Quantizing velocity -- the insoluble problem with electrics.
by
joshstrike
11/03/2009, 12:57 AM #
One thing left out of this review was the matter of velocity, which completely changes the sound you get from striking a key with variable force. I've been using Yamaha and Korg keyboards since the early 1980s, because playing in bands you obviously need something portable so you make do with what there is, even if it means lugging around a 60 pound weighted monster from show to show. But while they've gotten better at replicating the sound of a piano -- good enough for rock and roll, anyway -- I've yet to experience one that reacts to the force with which you strike a key in the same way a real piano does. What tends to happen is that there are certain velocity thresholds in the instrument file that trigger slightly different versions of the same sound, say, one version when the key is struck with between 10% and 20% of full force, another when it's struck with 20%-30%, and so on. So as a keyboard player you get used to that and are able to trigger the sound you want; but it's never going to have the range of sound that an analog instrument has, because everything has to be quantized at some level to interpret it digitally.

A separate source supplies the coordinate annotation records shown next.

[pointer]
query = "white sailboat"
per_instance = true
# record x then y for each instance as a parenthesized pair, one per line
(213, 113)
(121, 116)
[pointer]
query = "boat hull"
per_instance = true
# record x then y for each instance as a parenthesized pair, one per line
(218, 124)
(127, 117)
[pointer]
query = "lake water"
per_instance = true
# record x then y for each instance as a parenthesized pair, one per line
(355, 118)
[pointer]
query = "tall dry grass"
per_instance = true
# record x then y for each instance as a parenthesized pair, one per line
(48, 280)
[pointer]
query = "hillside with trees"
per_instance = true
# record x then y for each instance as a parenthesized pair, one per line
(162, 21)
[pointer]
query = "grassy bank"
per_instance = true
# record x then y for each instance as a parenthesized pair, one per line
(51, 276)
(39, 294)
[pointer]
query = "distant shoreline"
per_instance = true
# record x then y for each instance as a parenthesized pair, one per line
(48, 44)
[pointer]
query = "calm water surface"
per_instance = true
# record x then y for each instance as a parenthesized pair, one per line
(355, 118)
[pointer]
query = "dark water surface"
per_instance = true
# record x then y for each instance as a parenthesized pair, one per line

For my money, and if I didn't have to take it places with me, I think my $1200 upright at home sounds a hell of a lot better than most baby grands -- and just try reproducing that warmth and emotion from a digital instrument -- it's completely impossible. I *never* record with digital piano, it's far too "perfect" and robotic.
Oh, and an electric guitar is a really different instrument than an acoustic; it's not a fancy gizmo trying to imitate one.